I know that this is the kind of minor incident of which much hay and not much history is made, but, really? Seriously? At a memorial for a man that even The Onion thinks was a huge loss to the world, whom President Obama has called a personal hero? Seriously?
You can tell that this is a problem because people are now going out of their way to point out that this wasn’t Nelson Mandela’s funeral, it was Nelson Mandela’s memorial. I guess that somehow makes it better? Does this mean that it won’t wind up on the Funeral Selfies Tumblr? Because it did. That is a nadir, right there. The taking of selfies at moments when we are supposed to be focused on paying our respects to the deceased is one of those few behaviors people seem to agree is a little beyond the pale. It’s the “Nickelback” of etiquette flubs — something that seems so instantly egregious to most folks that you don’t really need to explain why it’s a bad idea.
Except, apparently, you do, because people will always come up with rationales. Here, off the top of my head, is a list of reasons that people incorrectly believe make it acceptable to take a picture of yourself at someone else’s memorial service:
— The person next to you is taking one and you don’t want to be rude. It is okay, under these circumstances, to be rude to her. Gently inch away and say, “You really want a picture with me? How about we take it under LITERALLY ANY OTHER CIRCUMSTANCES WHATSOEVER?”
— You are trying to blackmail two other world leaders into having damning memorial service selfies of themselves taken and the only way is to get involved yourself. I guess this is possibly justifiable in theory, but it still feels wrong.
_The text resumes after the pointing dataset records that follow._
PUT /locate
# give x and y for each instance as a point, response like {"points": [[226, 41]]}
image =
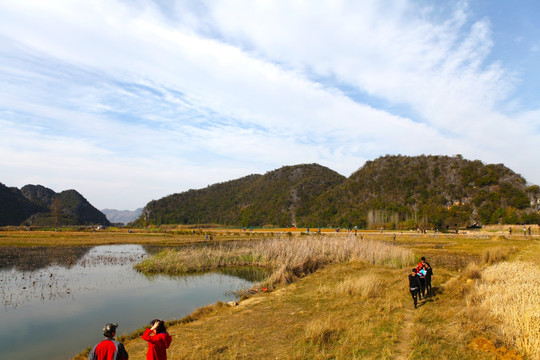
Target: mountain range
{"points": [[36, 205], [395, 192], [122, 216]]}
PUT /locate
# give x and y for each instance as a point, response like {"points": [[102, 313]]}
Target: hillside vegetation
{"points": [[36, 205], [394, 192]]}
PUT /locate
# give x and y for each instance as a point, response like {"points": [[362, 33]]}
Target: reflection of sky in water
{"points": [[62, 310]]}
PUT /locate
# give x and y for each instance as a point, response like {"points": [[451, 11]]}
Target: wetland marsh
{"points": [[55, 300]]}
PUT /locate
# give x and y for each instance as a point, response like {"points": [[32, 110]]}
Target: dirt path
{"points": [[405, 336]]}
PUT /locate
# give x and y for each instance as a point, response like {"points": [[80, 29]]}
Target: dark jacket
{"points": [[414, 281], [157, 345], [108, 349]]}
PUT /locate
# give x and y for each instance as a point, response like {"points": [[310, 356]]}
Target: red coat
{"points": [[157, 345]]}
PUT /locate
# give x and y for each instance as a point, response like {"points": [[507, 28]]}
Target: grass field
{"points": [[348, 307]]}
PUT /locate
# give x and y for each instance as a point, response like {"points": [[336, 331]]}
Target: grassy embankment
{"points": [[350, 309]]}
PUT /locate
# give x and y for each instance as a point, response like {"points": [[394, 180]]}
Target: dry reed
{"points": [[493, 255], [364, 287], [289, 258], [511, 292]]}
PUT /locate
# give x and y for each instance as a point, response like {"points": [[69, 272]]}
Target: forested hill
{"points": [[36, 205], [274, 198], [392, 191]]}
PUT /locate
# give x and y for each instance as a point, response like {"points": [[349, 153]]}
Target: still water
{"points": [[55, 301]]}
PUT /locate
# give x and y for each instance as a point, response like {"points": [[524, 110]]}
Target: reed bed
{"points": [[289, 258], [511, 292]]}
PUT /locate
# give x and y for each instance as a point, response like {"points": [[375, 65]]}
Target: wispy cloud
{"points": [[129, 101]]}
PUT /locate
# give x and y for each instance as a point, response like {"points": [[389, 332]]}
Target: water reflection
{"points": [[57, 306], [37, 257]]}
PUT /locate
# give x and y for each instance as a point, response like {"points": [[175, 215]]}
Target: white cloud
{"points": [[126, 101]]}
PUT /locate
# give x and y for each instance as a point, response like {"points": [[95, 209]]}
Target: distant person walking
{"points": [[421, 271], [414, 286], [158, 340], [109, 349], [429, 274]]}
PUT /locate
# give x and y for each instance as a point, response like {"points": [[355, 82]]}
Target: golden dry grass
{"points": [[510, 291], [289, 258]]}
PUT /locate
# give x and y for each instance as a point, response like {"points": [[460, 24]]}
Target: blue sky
{"points": [[129, 101]]}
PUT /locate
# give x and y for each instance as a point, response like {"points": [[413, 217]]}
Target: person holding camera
{"points": [[158, 340], [109, 349]]}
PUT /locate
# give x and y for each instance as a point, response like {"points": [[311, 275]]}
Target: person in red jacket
{"points": [[109, 349], [158, 340]]}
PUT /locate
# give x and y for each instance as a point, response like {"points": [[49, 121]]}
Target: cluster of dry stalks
{"points": [[511, 292], [289, 258]]}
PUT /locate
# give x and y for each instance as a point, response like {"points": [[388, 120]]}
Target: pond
{"points": [[55, 301]]}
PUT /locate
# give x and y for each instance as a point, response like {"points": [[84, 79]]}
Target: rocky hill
{"points": [[274, 198], [396, 192], [122, 216], [36, 205]]}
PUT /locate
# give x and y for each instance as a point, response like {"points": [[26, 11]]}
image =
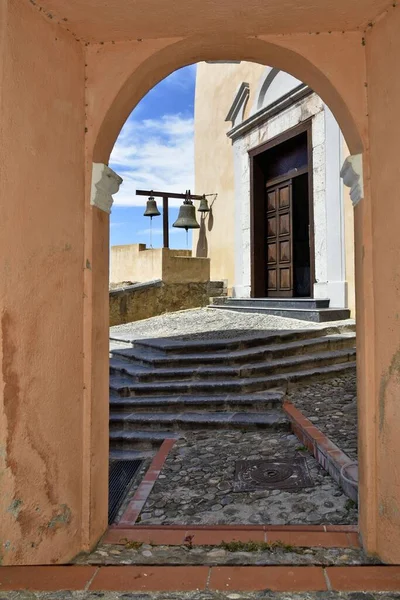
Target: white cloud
{"points": [[154, 154]]}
— You’re really important. This is not an acceptable reason
Here are instances when it is acceptable to take a memorial selfie:
— You got bitten by a snake and you need to upload the photo to your doctor at a remote location to see what to do next about the bite
— Someone is sneaking up behind you with a cleaver and you need to blind him with the flash
And even then, you do so with a pained expression, knowing that the other people there will wonder why you seem to think it is so vitally important that you take a picture of yourself in this precise moment.
I know people often say, “Oh, this funeral is stuffy, and the deceased would not have wished for it.” The person might have thought the ceremony was silly, but that doesn’t entitle you to start emitting barbaric yawps from the sixth row. There’s respect for the ceremony and respect for the person. There’s a decorum to maintain. Especially when the cameras are on! This isn’t about you — or about the lady in the seat next to you.
In fact, I take it back about the snakebite rationale. Excuse yourself and do it in the bathroom.
I know President Obama said of Mandela that “It was precisely because he could admit to imperfection — because he could be so full of good humor, even mischief, despite the heavy burdens he carried — that we loved him so. He was not a bust made of marble. He was a man of flesh and blood, a son and husband, a father and a friend.” I know nobody’s perfect. But Michelle Obama’s expression says it all.